The chemical transformation is modeled by the so-called receptor-oriented discrete parcel method. The model includes the basic reactions of nitrogen oxides, oxygen and ozone, but the influence of other compounds is neglected. The influence of plume dilution has been accounted for according to the receptor oriented Discrete Parcel Method [4], which is a modified version of the original method.

The CALINE4 requires relatively minimal input from the user. Input data are traffic volume, emission factors, roadway geometry, wind speed and direction, ambient air temperature, mixing height, atmospheric stability class and coordinate of receptors.

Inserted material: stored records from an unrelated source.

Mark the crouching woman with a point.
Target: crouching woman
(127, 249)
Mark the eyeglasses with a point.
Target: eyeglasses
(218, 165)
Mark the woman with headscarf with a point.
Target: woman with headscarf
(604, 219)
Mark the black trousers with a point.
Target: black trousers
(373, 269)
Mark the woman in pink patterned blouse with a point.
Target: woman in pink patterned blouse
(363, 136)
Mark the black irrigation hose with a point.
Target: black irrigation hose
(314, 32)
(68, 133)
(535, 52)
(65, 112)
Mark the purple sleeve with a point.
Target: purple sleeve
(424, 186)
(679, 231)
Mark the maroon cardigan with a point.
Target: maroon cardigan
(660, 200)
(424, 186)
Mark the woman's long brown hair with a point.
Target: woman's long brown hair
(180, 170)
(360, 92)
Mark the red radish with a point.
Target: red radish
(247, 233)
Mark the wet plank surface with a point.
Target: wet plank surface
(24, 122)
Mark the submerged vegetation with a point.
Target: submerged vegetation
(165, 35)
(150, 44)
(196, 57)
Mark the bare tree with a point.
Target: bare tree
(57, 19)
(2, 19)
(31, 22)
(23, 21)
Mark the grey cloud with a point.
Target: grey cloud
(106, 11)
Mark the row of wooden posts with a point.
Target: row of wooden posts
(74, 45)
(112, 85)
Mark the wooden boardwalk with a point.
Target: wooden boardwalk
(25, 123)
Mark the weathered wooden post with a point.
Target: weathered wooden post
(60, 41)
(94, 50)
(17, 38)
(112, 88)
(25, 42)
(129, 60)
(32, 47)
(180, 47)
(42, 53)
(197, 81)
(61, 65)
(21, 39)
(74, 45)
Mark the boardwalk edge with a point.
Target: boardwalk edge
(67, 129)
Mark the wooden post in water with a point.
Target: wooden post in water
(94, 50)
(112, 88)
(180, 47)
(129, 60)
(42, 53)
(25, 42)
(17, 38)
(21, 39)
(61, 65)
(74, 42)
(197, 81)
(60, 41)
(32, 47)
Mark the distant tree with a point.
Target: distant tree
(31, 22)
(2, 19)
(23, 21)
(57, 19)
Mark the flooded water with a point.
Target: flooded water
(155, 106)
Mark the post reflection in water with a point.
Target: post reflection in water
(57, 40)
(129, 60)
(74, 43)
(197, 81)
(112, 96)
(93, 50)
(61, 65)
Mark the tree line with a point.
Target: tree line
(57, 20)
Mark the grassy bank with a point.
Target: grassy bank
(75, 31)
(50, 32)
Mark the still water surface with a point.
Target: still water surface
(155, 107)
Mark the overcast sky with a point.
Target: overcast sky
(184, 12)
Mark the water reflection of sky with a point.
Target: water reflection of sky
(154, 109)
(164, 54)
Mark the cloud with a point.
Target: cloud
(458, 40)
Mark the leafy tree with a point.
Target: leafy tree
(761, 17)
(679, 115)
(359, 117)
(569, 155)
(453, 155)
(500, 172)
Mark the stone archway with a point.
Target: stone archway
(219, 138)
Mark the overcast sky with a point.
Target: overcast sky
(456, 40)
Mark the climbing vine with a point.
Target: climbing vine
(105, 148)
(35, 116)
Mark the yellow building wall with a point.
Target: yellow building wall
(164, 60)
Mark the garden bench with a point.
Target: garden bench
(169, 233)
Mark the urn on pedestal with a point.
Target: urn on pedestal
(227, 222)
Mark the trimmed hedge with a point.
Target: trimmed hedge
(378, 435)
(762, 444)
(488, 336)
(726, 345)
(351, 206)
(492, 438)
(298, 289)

Model Experiments and Results

By using CALINE4 dispersion model, hourly and 8-h average concentrations can be obtained. The CO and NO2 concentrations have been calculated at 100 m away from the road axis for the Hungarian motorway network. NO2 concentration is shown in Fig. 7 for worst-case meteorology, where input is the combination of the worst wind speed, wind direction, and stability class. The highest concentrations occur around Budapest, which is explained by arterial roads structure in Hungary and by urban sprawling.

Fig. 7
figure 7_9

Worst-case 1-h NO2 level at 100 m away from road axis

A sensitivity analysis of CALINE4 model was also carried out. CO concentration was estimated to the distance from a roadway for typical daytime conditions. Wind was perpendicular to the roadway. It was established that good results could be obtained at receptors located within 500 m from the roadway.

CALINE4 model provides a possibility to predict air pollutants near intersections. Spatial distributions of hourly averaged CO and NO2 concentrations are shown in Figs. 8 and 9 for an intersection near Budapest. The distance between receptors (indicated by crosses in the figures) is 100 m. Air pollutants are transported by the most frequent airflow to the SW direction. At this intersection the traffic of motorway M7 is dominant.

Fig. 8
figure 8_9

Hourly average NO2 concentration around an intersection near Budapest

Fig. 9
figure 9_9

Hourly average CO concentration around an intersection near Budapest

Conclusion

Examples simulated by a road dispersion model showed that acceptable results could be obtained in order to consider detailed effect of traffic flow. Using a dispersion model connected to an emission model is a good tool to estimate air quality where ground based measurements are not available or not possible.